Together, these validations establish the dataset as a high-quality, well-controlled resource. Its reproducibility, characterized by separability (which is partial and complex) across physical and spectral domains (as reported textually), and inherent complexities make it particularly suitable for machine learning tasks in power system diagnostics. Classical feature engineering provides a strong baseline, yet the observed overlaps and non-linearities demonstrate that significant headroom remains for deep or self-supervised architectures, transfer-learning studies, and robust multi-domain modelling to achieve the challenging differentiation of partial discharges and corona activity.
Usage Notes
The provided data are in a binary format, which follows the standard binary file format used in Siglent oscilloscopes. To facilitate data processing, we recommend converting the data into NumPy format, allowing for the efficient storage of a single arbitrary NumPy array on disk. This format preserves all necessary shape and data type (dtype) information, ensuring accurate reconstruction of the array even on different machines with varying architectures.
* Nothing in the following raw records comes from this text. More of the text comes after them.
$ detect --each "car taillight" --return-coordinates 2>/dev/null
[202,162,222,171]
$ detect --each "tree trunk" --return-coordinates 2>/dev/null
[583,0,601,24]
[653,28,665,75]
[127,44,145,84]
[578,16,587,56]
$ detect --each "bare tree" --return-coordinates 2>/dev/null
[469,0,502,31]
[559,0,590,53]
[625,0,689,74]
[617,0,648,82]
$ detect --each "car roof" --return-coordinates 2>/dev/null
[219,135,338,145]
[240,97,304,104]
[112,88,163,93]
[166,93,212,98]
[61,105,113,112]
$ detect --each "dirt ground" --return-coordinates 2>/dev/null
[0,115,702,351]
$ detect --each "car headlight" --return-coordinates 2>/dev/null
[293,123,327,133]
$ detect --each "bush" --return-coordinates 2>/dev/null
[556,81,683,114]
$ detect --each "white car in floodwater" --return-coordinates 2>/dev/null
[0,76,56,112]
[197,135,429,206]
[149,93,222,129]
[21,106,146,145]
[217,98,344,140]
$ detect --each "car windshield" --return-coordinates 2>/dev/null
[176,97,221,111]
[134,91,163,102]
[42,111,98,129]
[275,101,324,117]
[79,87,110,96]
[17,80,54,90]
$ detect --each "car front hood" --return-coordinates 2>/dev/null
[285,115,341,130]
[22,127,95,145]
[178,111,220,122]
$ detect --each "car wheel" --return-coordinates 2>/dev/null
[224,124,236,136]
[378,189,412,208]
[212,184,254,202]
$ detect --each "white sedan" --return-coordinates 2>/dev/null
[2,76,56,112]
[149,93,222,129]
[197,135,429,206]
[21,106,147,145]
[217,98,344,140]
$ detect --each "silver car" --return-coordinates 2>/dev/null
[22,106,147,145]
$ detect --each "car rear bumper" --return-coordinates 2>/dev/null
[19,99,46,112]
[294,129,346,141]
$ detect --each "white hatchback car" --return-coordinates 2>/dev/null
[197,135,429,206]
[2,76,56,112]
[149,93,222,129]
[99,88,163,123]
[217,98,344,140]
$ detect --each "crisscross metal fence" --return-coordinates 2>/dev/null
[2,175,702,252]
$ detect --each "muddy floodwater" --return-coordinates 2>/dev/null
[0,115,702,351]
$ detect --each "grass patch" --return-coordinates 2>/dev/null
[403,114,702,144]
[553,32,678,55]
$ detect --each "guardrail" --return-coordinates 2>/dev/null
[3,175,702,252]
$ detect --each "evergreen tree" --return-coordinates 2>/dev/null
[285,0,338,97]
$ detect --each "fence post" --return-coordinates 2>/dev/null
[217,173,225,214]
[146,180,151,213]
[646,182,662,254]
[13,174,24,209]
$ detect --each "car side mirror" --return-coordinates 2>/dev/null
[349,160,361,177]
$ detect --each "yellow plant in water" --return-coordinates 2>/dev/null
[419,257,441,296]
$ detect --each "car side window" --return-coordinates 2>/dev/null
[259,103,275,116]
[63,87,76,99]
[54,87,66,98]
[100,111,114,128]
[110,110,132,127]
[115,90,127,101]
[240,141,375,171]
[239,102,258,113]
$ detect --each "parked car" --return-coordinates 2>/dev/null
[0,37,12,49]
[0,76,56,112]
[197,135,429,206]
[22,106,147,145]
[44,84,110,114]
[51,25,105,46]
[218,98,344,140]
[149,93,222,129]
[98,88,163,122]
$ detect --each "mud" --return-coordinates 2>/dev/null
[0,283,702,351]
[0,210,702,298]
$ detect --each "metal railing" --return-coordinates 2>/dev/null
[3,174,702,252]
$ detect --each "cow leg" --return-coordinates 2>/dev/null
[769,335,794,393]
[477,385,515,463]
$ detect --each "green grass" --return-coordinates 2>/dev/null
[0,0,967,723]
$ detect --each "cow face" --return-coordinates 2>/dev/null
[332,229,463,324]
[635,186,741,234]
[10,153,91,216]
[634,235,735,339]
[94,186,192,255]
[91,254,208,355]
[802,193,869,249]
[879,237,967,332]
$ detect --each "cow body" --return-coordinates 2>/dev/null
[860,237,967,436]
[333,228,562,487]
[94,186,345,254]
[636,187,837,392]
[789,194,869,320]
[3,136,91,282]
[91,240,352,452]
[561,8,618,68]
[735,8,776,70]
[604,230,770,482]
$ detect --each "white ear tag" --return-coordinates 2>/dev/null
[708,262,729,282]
To work with these data, we recommend using the NumPy library, which provides efficient and flexible data structures for numerical computation. Additionally, given that the data files may be large, it is advisable to employ tools such as Dask or memory mapping (memmap) to handle these files efficiently.
Dask is a Python library for parallel computing that enables out-of-core computation on large datasets. It partitions data into smaller chunks and processes them in parallel, allowing users to work with data that exceed available memory.
memmap is a NumPy feature that enables memory-mapped file access, allowing efficient handling of large arrays stored on disk. By using memory mapping, only the accessed portions of the array are loaded into memory, significantly reducing memory usage.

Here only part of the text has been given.